Children of Conflict
Since 9/11, more than a million kids have had a parent deployed. Their childhoods often go with them.
By Jessica Ramirez NEWSWEEK
Published Jun 6, 2009
From the magazine issue dated Jun 15, 2009
The Harding girls have their own name for the local Applebee's—"the bad-news place." The last two times their father was sent to Iraq, he took his young daughters there and broke it to them as gently as he knew how, over a sampler platter and soft drinks. "I just tell them, 'Here's what's going on in the world, and this is what I have to go do'," says Sgt. First Class Sean Harding. Since the Army doesn't say just when a deployment is supposed to end, he offers his best guess with a three-month margin of error: "?'If everything goes right, I'll be back sometime within these 90 days'." He says other things, too. He tells the girls that they have to help their mother take care of the house and each other, that he may not come back, and that if he doesn't, each daughter will get a last letter from him. He won't discuss the contents, but in essence the letters would give his final wishes and try to say how much he loves them. "We all started crying," says Courtney, 14. "Nobody wanted to hear that he might not come back."

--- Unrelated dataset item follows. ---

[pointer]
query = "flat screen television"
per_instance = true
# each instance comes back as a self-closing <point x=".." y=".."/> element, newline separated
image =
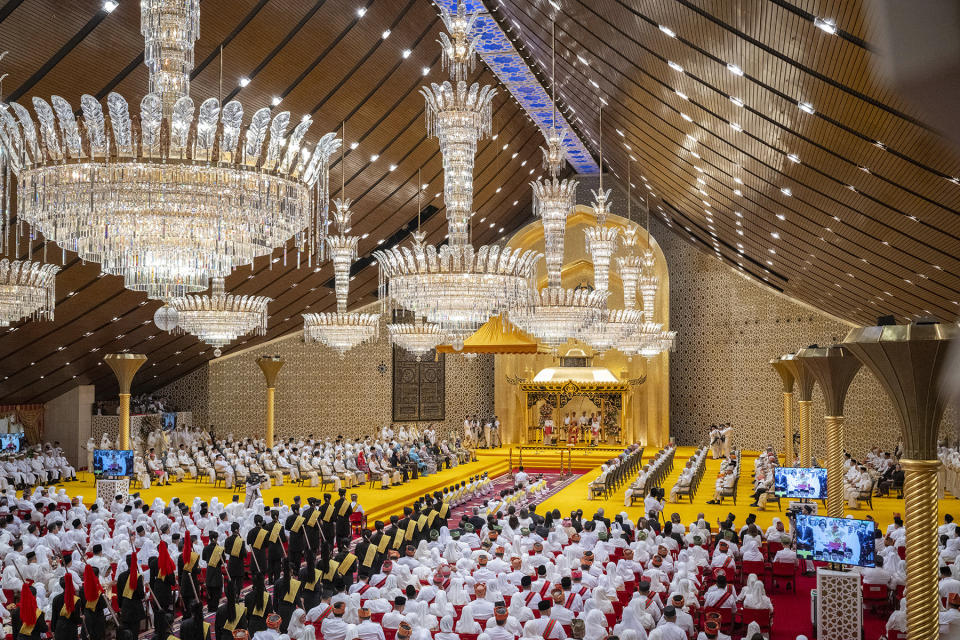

Of the troops deployed since 9/11, roughly 890,000 have been parents. Their children know firsthand the sadness and worry that the Harding girls live with every time their father is in Iraq. Repeated 12- to 15-month deployments are an ordeal not only for the troops, but also for their families. In effect, an essential piece of those kids' lives has been sent off to war, although the children themselves haven't volunteered for anything. The personal sacrifices of military kids can go unnoticed amid the grown-ups' struggles, in part because the scars they may sustain aren't necessarily the visible kind. But they are real and long-lasting, and they are not diminished by the fact that levels of violence in Iraq have dropped or that U.S. troops are no longer taking the lead on combat operations there.